Ve 23 Mayıs 1919’da da işgal kuvvetleri komutanı Zafiriu şu emri verir: “1- Tümenin verdiği sağlam bilgilere göre, gayrı muntazam düşman birlikleri (Türkler kastediliyor) İzmir, Manisa ve Aydın bölgelerinde ahaliyi tazyik et- mekte devam ediyorlar. 2- Kendisine bir bölük süvari, bir batarya topçu ve bir sıhhıye müfrezesi ayırdığım 5. Piyade Alayı, bir bölük jandarma ile birlikte yarın saat 11.00’de yola çikarak, Turgutlu ve Manisa’yı işgal ettikten sonra beni haberdar edecek, ondan sonra da Saruhan Sancağı’nın işgali için emir vereceğim...” (1. Yunan Tümen Komutanlığı’nın 23.05.1919 gün ve S III E. D. 953 sayılı emri. Emrin diğer maddeleri ise Aydın, Bayındır ve Tire ile ilgili düzenleme ve lojistik amaçlara yöneliktir.) (Teoman Ergül-Kurtuluş savaşında Manisa, Sf: 37)

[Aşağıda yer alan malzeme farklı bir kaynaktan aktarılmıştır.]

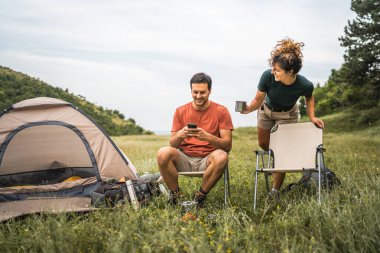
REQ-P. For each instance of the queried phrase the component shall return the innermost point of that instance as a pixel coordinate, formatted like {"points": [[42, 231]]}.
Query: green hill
{"points": [[16, 86]]}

Zafiriu’nun, bu emrinde strateji gereği Turgutlu’nun Manisa’dan daha öncelikle işgal edilmesini istemiş olması, bazı kaynaklarda Turgutlu’nun Manisa’dan daha önce işgal edildiği iddiasına da dönüşmüş. Örneğin; ünlü yazar Erol Toy, Turgutlu’nun Yunanlılar tarafından 20 Mayıs 1919’da (Yani İzmir’in işgalinden hemen sonra) gerçekleştiğini ileri sürer. (Erol Toy-Türk Gerilla Tarihi, Sf: 168, 171) Toy, bu iddiasını, olayı yaşamış kişilerle 1958 yılında yaptığı bir röportaja dayandırarak ve Turgutlu’nun işgalinden sonraki ilk Cuma günü olan 23 Mayıs’ta Alaşehir’den Salihli cephesine kuvvet gönderildiğinden hareketle geliştirdiği bir yorum çerçevesinde savunuyor.

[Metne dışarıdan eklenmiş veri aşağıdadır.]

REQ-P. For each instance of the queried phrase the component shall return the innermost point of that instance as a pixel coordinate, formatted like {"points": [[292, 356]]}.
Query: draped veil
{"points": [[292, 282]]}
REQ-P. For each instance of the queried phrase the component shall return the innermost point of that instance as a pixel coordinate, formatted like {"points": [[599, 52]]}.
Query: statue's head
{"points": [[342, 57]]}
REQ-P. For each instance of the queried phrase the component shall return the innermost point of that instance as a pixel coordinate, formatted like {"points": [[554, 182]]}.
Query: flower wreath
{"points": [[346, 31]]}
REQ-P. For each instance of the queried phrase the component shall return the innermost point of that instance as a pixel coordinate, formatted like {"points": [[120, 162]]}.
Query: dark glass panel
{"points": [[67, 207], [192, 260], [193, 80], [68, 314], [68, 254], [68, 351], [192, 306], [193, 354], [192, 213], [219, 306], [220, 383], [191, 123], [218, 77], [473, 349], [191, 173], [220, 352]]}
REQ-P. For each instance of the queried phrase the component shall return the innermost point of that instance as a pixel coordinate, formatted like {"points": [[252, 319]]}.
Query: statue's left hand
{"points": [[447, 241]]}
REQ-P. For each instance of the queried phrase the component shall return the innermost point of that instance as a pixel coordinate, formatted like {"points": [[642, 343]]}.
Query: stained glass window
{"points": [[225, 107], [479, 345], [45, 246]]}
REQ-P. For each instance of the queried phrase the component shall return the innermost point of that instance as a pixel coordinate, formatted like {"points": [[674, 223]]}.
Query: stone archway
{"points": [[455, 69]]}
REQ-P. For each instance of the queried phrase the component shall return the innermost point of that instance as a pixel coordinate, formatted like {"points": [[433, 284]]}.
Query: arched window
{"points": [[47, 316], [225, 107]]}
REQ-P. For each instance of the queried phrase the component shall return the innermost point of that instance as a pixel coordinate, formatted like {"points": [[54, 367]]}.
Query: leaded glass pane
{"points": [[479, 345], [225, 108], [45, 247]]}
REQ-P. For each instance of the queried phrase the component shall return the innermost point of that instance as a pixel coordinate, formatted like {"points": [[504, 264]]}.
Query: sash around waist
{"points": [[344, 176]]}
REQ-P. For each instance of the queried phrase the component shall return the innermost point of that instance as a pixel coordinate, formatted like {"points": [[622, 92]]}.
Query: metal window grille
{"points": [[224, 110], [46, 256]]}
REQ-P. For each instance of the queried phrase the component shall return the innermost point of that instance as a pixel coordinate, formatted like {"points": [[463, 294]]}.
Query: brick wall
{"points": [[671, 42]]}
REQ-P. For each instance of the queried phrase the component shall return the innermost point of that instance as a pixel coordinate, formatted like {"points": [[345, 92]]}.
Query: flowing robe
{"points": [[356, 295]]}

Aynı tarihle ilgili bir başka iddia da, Celal Bayar’ın anılarında yer alır. Bayar, “20 Mayıs 1919 günü Nif’ten (şimdiki Kemalpaşa) 5. Yunan Alayı’na bağlı bir tabur harekete geçti. Hiç bir taraftan bir mukavemet görmeden Kasaba’yı işgal etti...” (Celal Bayar-Ben De Yazdım-1989, Cilt: 6) sözleriyle, bir bakıma Toy’un iddiasını doğrular nitelikte açıklama yapar.
Ayrıca, 17. Kolordu Komutan vekili Albay Bekir Sami Bey’in anılarından yola çikan İlhan Tekeli ve Selim İlkin de, Toy’un kitabına atıfta bulunarak, Turgutlu’nun işgal tarihinin 25 Mayıs olduğunu savunurlar. (İlhan Tekeli&Selim İlkin-Ege’deki Sivil Direnişten Kurtuluş Savaşina Geçerken Uşak Heyet-i Merkeziyesi ve İbrahim (Tahtakılıç) Bey-1989) Ama Tekeli ve İlkin’e göre de, Turgutlu’nun işgali Manisa’dan önce olmuştur.

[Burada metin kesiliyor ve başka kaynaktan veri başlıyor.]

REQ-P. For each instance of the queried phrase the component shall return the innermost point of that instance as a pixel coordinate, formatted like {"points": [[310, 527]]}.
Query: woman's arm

Turgutlu Çevre İncelemesi adlı broşürde yer alan, “Turgutlu’nun işgali, İzmir’in işgalinden 10 gün sonra” (Turgutlu Çevre İncelemesi - Çevre İnceleme Komitesi - Karınca Matbaacılık) şeklinde bir söz de, Turgutlu’nun işgalinin 25 Mayıs’ta ve Manisa’dan önce gerçekleştiğini savunur...
Ama 25 Mayıs tarihi üzerinde daha çok durulduğu göze çarpiyor. Bu tarih üzerinde fazlaca durulması da, Zafiriu’nun 23 Mayıs’ta verdiği emirden sonra harekete geçen işgalle görevli Yunan 5. Alayı’na bağlı birliklerin hiçbir direnişle karşilaşmadan Turgutlu’ya girmesi ve bu birliklerin bulunduğu güzergah dolayısıyla (Nif, Belkahve ve Menemen) önce Turgutlu, sonra da Manisa’ nın işgal edilmiş olabileceği yorumuna dayanıyor... Ama tüm kaynaklar, Manisa’nın işgal tarihi konusunda kesin ve net olarak 25 Mayıs 1919 tarihinde birleşiyor. Bu durumda, Turgutlu’nun (Manisa’dan daha önce işgal edildiği düşüncesinden hareketle) 25 Mayıs’tan önceki tarihlerde işgal edildiğini düşünmek gerekiyor...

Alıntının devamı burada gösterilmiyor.